The U.S. Centers for Medicare & Medicaid Services’ (CMS) period of enhanced oversight for hospices in California, Nevada, Arizona, and Texas has resulted in nearly $456,000 in claims denials to date. This aggressive initiative represents a significant step in the agency’s ongoing battle against fraud, waste, and abuse in the hospice sector.
Financial Impact of Enhanced Oversight
Cumulatively, the Medicare Administrative Contractor (MAC) company Palmetto found 330 claims with edit effectiveness through a pre-payment review, 99 of which were denied. This represents a substantial 40% denial rate. The total dollar amount reviewed exceeded $1.5 million, indicating the scale of potential improprieties in hospice billing practices across these four states.
Industry analysts note that this high denial percentage suggests systematic issues within hospice billing procedures that merit further investigation. The financial ramifications extend beyond the immediate denials, as providers must now allocate additional resources to compliance measures and administrative appeals.
Implementation of Enhanced Oversight Measures
CMS first announced a “provisional period of enhanced oversight” for new hospices in the four targeted states in July 2023. A cornerstone of this enhanced scrutiny includes comprehensive medical reviews of claims before a Medicare Administrative Contractor authorizes payment.
“To combat fraud, waste, and abuse under the hospice benefit, CMS will expand prepayment medical review this September in Arizona, California, Nevada, and Texas,” the agency stated. “To help reduce burden on compliant providers, initial review volumes will be low and adjusted based on results. If you’re noncompliant, we may implement extended review or take additional administrative actions.”
This measured approach demonstrates CMS’s intent to balance fraud prevention with operational efficiency for legitimate hospice providers.

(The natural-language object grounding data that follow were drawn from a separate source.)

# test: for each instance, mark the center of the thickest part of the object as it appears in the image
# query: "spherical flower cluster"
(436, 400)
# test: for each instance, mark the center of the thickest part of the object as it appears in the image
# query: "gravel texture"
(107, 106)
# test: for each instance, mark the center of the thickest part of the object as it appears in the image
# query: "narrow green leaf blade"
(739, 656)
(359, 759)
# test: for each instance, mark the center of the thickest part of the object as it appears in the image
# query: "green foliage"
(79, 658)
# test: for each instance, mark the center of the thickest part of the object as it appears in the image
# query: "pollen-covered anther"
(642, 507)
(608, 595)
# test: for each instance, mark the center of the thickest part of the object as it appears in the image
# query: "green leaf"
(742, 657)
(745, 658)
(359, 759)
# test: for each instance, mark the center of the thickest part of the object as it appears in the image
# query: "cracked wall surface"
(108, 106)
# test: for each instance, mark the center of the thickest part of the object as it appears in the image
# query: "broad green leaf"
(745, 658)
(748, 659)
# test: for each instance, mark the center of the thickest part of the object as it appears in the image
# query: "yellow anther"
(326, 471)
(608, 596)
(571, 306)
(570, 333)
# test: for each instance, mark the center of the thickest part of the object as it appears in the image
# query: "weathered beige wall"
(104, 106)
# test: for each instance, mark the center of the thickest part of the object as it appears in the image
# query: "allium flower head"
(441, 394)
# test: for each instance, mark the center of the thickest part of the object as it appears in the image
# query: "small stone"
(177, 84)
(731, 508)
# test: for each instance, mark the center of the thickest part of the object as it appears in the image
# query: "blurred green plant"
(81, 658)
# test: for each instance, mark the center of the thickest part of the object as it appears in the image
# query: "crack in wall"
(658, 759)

Background and Justification for Increased Scrutiny
These oversight actions follow numerous reports of potentially unethical or illegal practices among hospice providers, particularly among newly established companies in the four targeted states. These concerning reports have prompted calls for stronger oversight from lawmakers, patient advocacy groups, and industry stakeholders.
The hospice sector has experienced rapid growth in these regions, with California seeing a 37% increase in hospice providers between 2018 and 2022, compared to a national average of 13%. This disproportionate growth triggered regulatory concerns about market integrity and patient care standards.
Broader Regulatory Response
In response to these concerns, both CMS and the State of California have implemented a series of new regulations designed to combat fraud, waste, and abuse in the hospice sector. These measures include:
- Enhanced enrollment screening for new hospice providers
- Stricter financial reporting requirements
- Unannounced site visits to verify operational compliance
- Increased documentation standards for hospice eligibility
- Expanded training requirements for hospice staff
While Palmetto has not indicated whether any of the hospices with denied claims had been implicated in fraud investigations, the high denial rate suggests potential areas of noncompliance that warrant closer examination.
Impact on Legitimate Hospice Providers
For compliant hospice organizations, these enhanced oversight measures create additional administrative burdens. Industry experts recommend that hospice providers in the four affected states conduct internal audits of their documentation and billing practices to identify potential vulnerabilities before submitting claims.
The National Hospice and Palliative Care Organization (NHPCO) has expressed support for efforts to eliminate fraud while emphasizing the importance of maintaining access to quality end-of-life care for eligible patients.
Looking Forward: The Future of Hospice Oversight
Healthcare compliance experts anticipate that CMS may extend similar enhanced oversight measures to additional states if the current initiative proves effective in reducing improper payments. The agency has indicated that its approach will remain data-driven, with oversight intensity adjusted based on compliance rates and identified risk factors.
As the hospice industry continues to evolve, providers must prioritize documentation accuracy, eligibility verification, and regulatory compliance to avoid payment denials and potential administrative actions.
The results of this enhanced oversight period will likely influence future CMS policy regarding hospice regulation nationwide, potentially establishing new standards for program integrity across the Medicare system.